Public Comment

Commentary: Regulation Field Serves Just a Few By MARK McDONALD

Tuesday March 28, 2006

Who could oppose something as apple pie as a baseball facility? Anybody, as long as the impacts and costs are too severe.  

The letter by baseball parent Ed Mahley (March 17) promoting a regulation baseball facility for the Derby Field contains many false facts. Moreover, his letter demonstrates why folks are so polarized about this last shred of open space in our part of town. It is disappointing to see how little the baseball proponents care about other kids’ sports teams, costs, and those people who will be seriously affected by the huge facility they are trying to jam into our crowded neighborhood. The proposed regulation facility would cost unknown millions of dollars that we don’t have and most likely will be used primarily by this one small sports group. Mr. Mahley claims that Berkeley High’s baseball teams can only use Derby Field if Derby Street is closed and a regulation-size baseball facility is installed. This is not true as the field with Derby Street left open is still a huge area and would serve well as a practice field and still guarantee usage by other school sports teams. The Derby-Open plan would also guarantee access to the public when not in use by school athletes and preserve the popular Farmers’ Market as is. The 10 regulation games could still occur at the San Pablo Field which is regulation size.  

Who’s going to pay the undetermined millions for their new baseball facility? I believe the City of Berkeley’s general fund is the only source available right now. The school district is already requesting the city to pay $100,000 towards the impact study to close Derby Street. The school district does have the $800,000 needed to construct the multi-use plan which includes the baseball practice field and leaves Derby Street open. This plan is the product of a long public process involving hired architects and serves everybody, guaranteed, including the Farmer’s Market and the public. The ballpark proponents claim that mysterious outside donors will foot the bill for the regulation size ballfield, but many years have passed and these have so far failed to appear. The expensive artificial turf at Berkeley High School’s football field is in bad shape and needs replacement and no outside support has materialized here either. Warning to reader: The baseball ballpark proponents have recently added “multi-use” to their title, borrowing from their opposition the original “multi-use field” group. There is no guarantee that any other Berkeley High sports team would be able to use the ballfield facility. There is no credible guarantee that the public won’t be locked out to prevent damage to the expensive baseball diamond, as some other school departments do. There is a possibility that the proposed baseball facility would be rented out to other baseball groups. Although they deny it and it may not happen immediately, the baseballers are thinking night games with night lights and a sound system. This is one reason why many of the locals are so bitter about this issue. Any Berkeley citizen should ask themselves how they would feel about paying for a bright noisy sports facility in front of their house on the only open space around that they probably would be locked out of between games? 

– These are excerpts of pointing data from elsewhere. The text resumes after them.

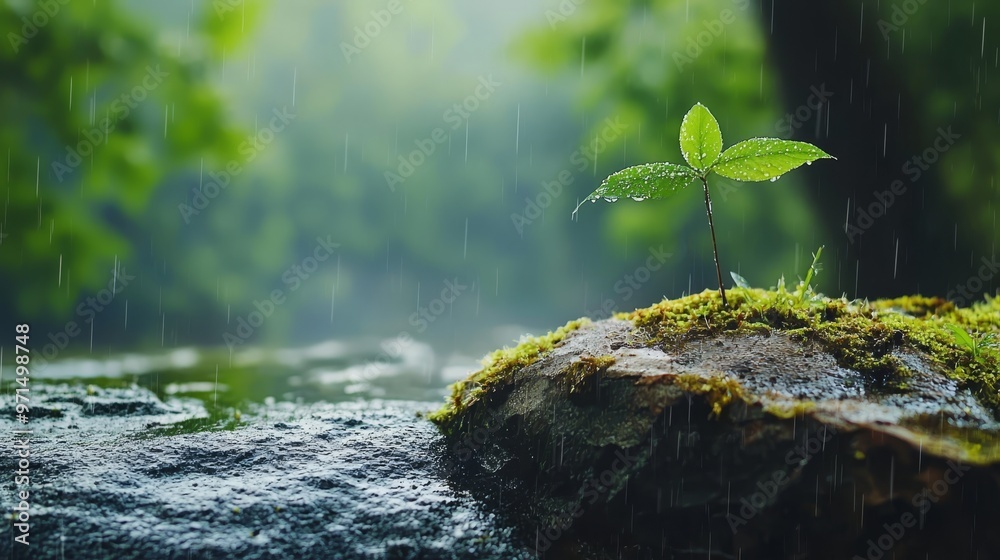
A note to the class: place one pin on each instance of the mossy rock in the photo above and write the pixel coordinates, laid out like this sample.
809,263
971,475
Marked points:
784,426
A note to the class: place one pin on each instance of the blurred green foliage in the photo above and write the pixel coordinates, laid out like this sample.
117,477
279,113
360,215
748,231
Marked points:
85,89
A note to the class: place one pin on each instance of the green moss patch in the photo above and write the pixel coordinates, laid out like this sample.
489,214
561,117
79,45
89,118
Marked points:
862,336
498,368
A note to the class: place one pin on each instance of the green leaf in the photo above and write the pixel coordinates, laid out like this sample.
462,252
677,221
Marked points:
650,180
741,282
701,138
962,337
760,159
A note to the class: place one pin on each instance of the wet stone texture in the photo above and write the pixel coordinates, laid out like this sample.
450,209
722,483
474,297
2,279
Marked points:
733,446
118,474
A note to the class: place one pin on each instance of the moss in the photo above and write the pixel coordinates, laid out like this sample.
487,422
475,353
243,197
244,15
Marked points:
497,370
718,390
862,336
867,337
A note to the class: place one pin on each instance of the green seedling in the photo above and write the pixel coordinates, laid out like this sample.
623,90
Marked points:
976,344
757,159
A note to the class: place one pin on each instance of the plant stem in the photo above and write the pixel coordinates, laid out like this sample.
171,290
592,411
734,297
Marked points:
715,248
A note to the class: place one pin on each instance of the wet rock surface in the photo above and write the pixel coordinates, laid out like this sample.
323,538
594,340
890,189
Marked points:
733,445
116,473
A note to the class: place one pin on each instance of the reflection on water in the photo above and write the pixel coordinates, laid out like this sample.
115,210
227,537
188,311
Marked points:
330,371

Especially frustrating is the fact that the Berkeley Unified School District is currently partners with the school departments of Richmond and Albany in a multiple field sports complex near Gilman Street and is sharing costs on a variety of fields for different sports except baseball. The other cities’ school departments have been forced to proceed without Berkeley regarding their regulation baseball field and are scrambling to replace the $2 million dollars that would have been Berkeley’s share. Berkeley’s school district is not participating because of their plan to build their own baseball facility at Derby Street, regardless of how much more expensive it is and who it impacts. They claim it is better for the baseball players to have the closer location. Why is it all right for all the other sports teams to use the Gilman street site but not the baseball players?  

When the School Board first tried to take possession of Derby Street seven years ago, they told the Farmers’ Market they had to leave. Fortunately, public support for the market and the inability to find another location halted the city from surrendering the land to the school district . Now the baseballers are back and say that the market can move around the corner onto a basketball court that will be built. Readers should understand the hostility this school board holds for the Market and to move it off city controlled land onto school district controlled land does not bode well for it’s future . This was demonstrated last week at the School Board meeting when public pressure finally forced the board to move ahead with opening the field which has been in limbo all these years hostage to the baseball facility plan. Assuming that Berkeley’s student athletes would be using the field and needing bathrooms, a request was made to open those at the adjacent Alternative School. Just the possibility that a Berkeley citizen attending the market might use the bathrooms caused the board to issue a resounding no. We need an affordable multi-use field that serves everybody for Derby Field. The City Council should not cooperate with any effort to close Derby Street, a vital emergency route, for just one small vocal sports group.  

 

Mark McDonald is a Berkeley resident.